“Millennials” should be a familiar term to every marketer. If not, here’s the explanation: Millennials refer to the generation born between 1980 and 1999. In English, they are also referred to as “Generation Y”, as representatives of this age group are known for questioning many things. In contrast to the previous Generation X, Millennials are the first generation to grow up as digital natives, i.e. in the digital world. Due to these influences, the generation developed completely different from the previous ones and must therefore be addressed differently in the marketing context.
But growing up with digital media is not the only difference that sets Millennials apart from other generations. Whereas it used to be normal to do an apprenticeship or start a course of study straight after school, today it’s the exception rather than the rule if you don’t spend a year or more abroad to gain new experiences. It’s also not uncommon for millennials to spend more than three years studying for a bachelor’s degree. Because of this they’re still just starting their careers in their late 20s. And once they’re on the job, many attach greater importance to having enough free time, a work-life balance and the opportunity to work from home – top salaries are becoming increasingly unimportant.
On average, Millennials spend around 3.2 hours a day online – that’s almost one day a week! They are also increasingly relying on smartphones and tablets for this purpose, and the laptop or desktop is losing importance away from the world of work. Hardly any Millennial does not use one of the many social networks, which are now not limited to Facebook and Instagram anymore.

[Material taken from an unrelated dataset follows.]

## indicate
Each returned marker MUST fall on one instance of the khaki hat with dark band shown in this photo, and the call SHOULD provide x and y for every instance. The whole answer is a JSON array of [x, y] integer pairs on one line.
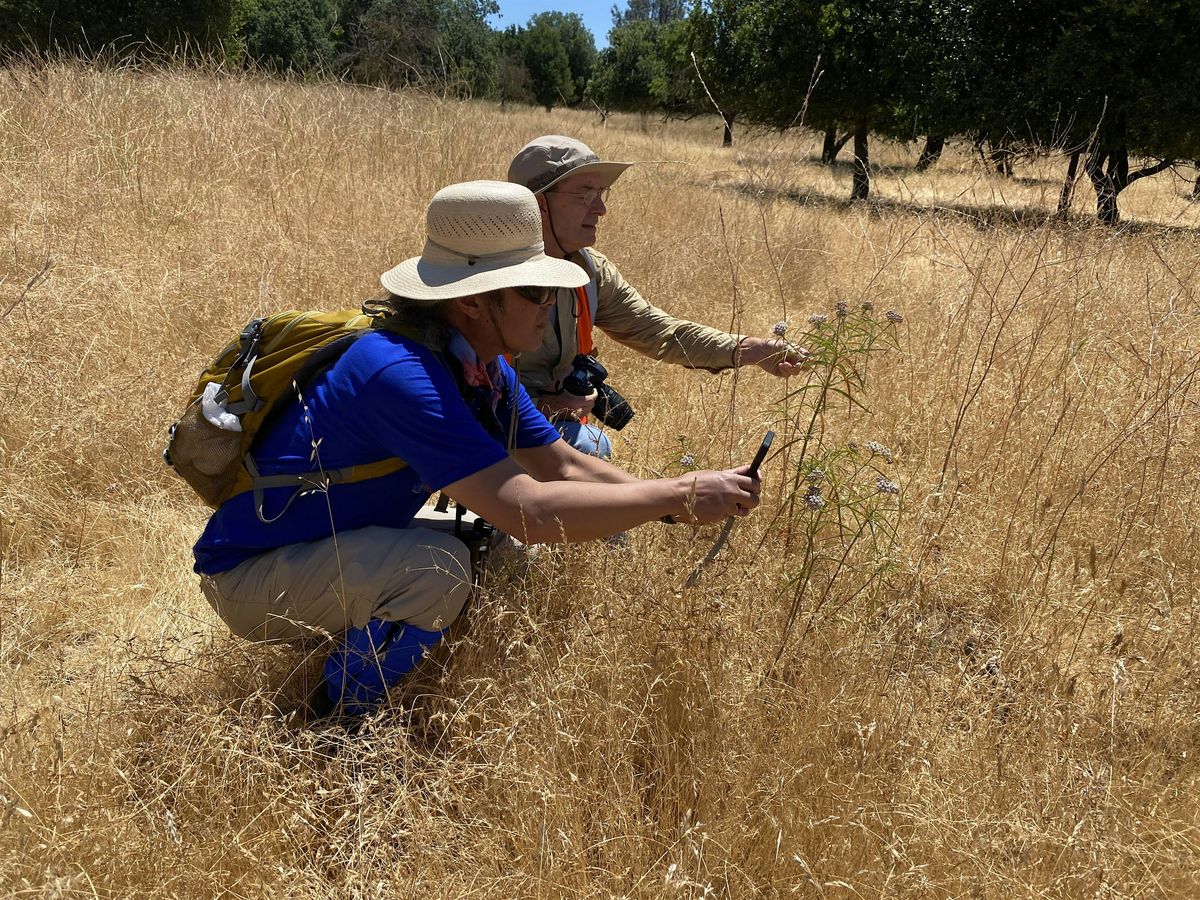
[[550, 159]]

There is also a clear trend in shopping: 80% of Millennials shop online. For online store owners, this means that their websites must be easily visible on mobile, because who would buy a product that can barely be seen because the images are too small?
Millennials also differ from other generations in their approach to money. Whereas older generations used to rely more on protection in the form of home purchases and savings, only 39% of the generation say that protection is important. More than 75% prefer to spend their money on experiences rather than possessions, often spending most of it on concerts and events.

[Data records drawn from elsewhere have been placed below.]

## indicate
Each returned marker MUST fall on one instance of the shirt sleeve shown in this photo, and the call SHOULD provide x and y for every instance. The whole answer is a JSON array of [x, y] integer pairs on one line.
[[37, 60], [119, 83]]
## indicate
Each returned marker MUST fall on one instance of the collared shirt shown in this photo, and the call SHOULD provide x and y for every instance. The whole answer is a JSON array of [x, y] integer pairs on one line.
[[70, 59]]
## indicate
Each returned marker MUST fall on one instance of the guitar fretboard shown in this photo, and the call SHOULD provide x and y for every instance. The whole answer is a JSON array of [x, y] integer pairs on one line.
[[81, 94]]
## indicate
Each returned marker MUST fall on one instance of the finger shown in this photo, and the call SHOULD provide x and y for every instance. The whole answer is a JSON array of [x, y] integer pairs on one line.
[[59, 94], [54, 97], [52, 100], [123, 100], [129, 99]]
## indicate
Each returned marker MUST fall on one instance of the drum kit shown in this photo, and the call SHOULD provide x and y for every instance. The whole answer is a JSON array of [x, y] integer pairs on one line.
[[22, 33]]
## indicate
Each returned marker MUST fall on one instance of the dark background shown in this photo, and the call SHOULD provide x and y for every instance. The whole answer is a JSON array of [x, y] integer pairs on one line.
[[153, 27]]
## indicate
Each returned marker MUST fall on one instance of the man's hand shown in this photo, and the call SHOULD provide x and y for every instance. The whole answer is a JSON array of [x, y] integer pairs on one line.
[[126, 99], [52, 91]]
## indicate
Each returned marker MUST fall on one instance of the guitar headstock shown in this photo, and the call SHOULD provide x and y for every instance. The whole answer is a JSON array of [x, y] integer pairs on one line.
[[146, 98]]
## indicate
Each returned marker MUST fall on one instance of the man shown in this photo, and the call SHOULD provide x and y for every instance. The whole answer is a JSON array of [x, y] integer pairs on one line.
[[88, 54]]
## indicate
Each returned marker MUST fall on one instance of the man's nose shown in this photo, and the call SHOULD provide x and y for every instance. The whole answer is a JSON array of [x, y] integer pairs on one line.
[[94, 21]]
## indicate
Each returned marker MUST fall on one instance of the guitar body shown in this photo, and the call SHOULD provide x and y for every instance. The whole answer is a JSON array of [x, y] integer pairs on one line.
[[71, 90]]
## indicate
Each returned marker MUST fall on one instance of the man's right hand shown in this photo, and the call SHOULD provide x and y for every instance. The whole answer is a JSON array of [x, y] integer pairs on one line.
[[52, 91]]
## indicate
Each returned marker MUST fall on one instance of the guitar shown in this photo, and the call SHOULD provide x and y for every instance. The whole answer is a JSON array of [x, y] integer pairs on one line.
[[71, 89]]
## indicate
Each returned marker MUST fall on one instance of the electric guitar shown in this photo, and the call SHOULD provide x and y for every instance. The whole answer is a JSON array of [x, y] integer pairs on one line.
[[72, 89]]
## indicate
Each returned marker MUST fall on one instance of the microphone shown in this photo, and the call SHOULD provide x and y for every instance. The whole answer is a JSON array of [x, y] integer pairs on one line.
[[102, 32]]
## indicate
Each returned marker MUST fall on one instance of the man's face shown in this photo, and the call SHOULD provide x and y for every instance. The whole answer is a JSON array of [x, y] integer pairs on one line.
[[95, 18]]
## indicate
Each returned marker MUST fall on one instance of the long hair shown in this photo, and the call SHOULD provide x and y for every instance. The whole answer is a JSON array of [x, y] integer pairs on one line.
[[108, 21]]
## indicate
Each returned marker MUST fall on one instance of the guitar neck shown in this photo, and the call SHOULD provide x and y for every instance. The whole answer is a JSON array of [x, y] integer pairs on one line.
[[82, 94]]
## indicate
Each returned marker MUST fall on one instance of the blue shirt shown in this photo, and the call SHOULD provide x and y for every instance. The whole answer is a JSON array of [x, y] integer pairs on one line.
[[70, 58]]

Happiness is more important than money – that sums up the Millennials’ view well. And who is surprised? After all, this generation experienced the 2008 financial crisis firsthand and saw for themselves how quickly large fortunes can shrink. Thus, the availability of a product is becoming much more important than the actual possession of it. Netflix offers the best example here. For Millennials, owning the movies is not important – they want to be able to watch them whenever they want. Whether it’s Spotify, car-sharing or Uber: everywhere, it’s all about having products or services ready to call up at any time; owning them takes a back seat.
It’s striking that this generation does a lot more research before making a purchase decision. This is quite understandable when you grow up with the fact that there are 15 alternatives to every brand-name product that differ in price, performance and quality. The smartphone makes information on the Internet much more accessible than it was just a few years ago. For sellers, this means that information about products must be very easily accessible – not only in brick-and-mortar retail, but also in online retail.
For many companies today, the question arises as to whether marketing specifically targeted at Millennials makes any sense at all. After all, due to declining birth rates, one might think that this generation doesn’t have an overly large number of representatives, especially compared to Baby Boomers or Generation X. Yet Millennials are the largest living generation in the U.S. and are projected to make up 75% of the global workforce by 2025. Thus, Millennials will be a major buying force in a few years at the latest – so now is the time to develop a plan to meet the demands of this generation.